Nota - Questo comunicato è stato pubblicato integralmente come contributo esterno. Questo contenuto non è pertanto un articolo prodotto dalla redazione di PisaToday

Fra il 1923 e il 1924 centinaia di Comuni conferirono la cittadinanza onoraria a Benito Mussolini "quale segno di gratitudine verso il grande uomo che aveva salvato l'Italia dallo sfacelo e la guidava ai più alti destini". Nell'Italia democratica nata dalla Resistenza non può essere onorato chi soppresse ogni forma di manifestazione e di organizzazione del dissenso. Chi istituì il Tribunale speciale che somministrò agli oppositori condanne a morte, galera, confino. Chi si rese responsabile dell'infamia delle leggi razziali. Chi portò l'Italia prima all'avventura coloniale, poi alla guerra a fianco della Germania nazista.Chi ha lasciato una tragica eredità di morte, di distruzione, di sofferenza. Nel corso dei decenni, molti Comuni hanno revocato quel provvedimento.
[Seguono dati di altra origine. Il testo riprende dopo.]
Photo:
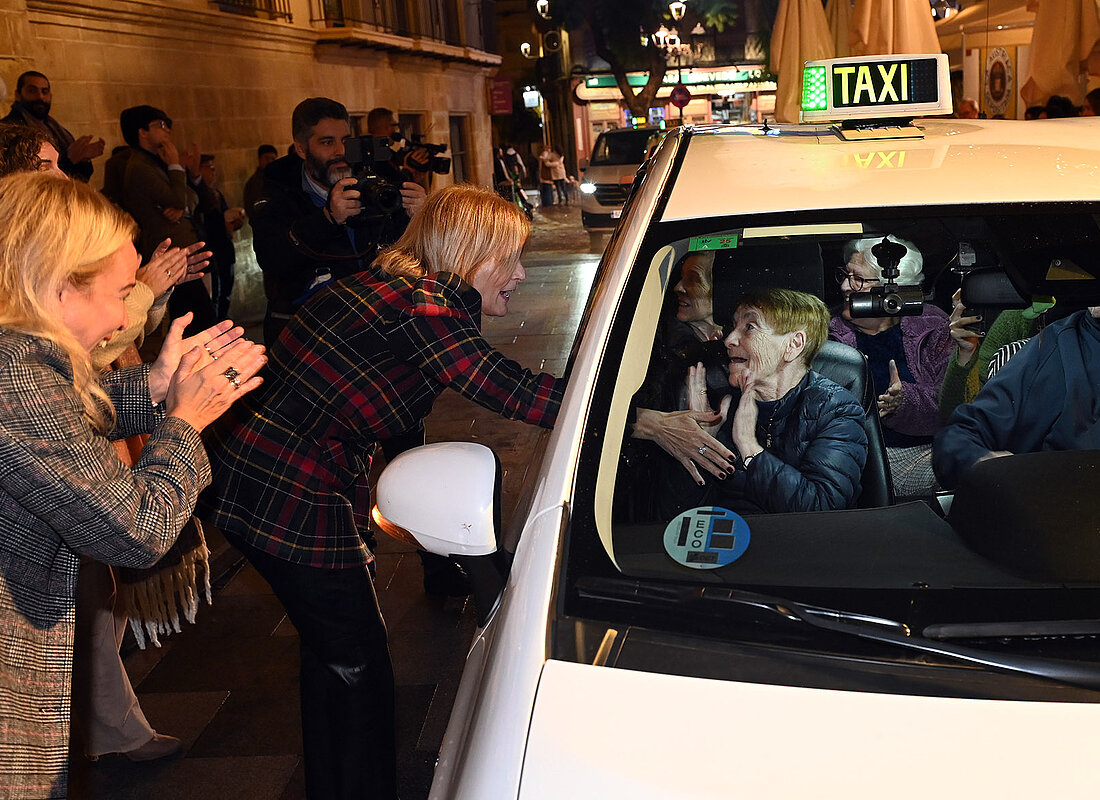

Napoli fu il primo, nel 1944. Altri si sono attivati successivamente. Il Comune di Pisa lo ha fatto nel luglio 2017. Recentemente, su proposta del Sindaco, l'ha revocata il Consiglio comunale di Volterra. Con voto unanime. Il Comitato provinciale ANPI esprime il proprio apprezzamento e ritiene che le iniziative di Pisa e di Volterra debbano essere di esempio a tutti i Comuni della Provincia.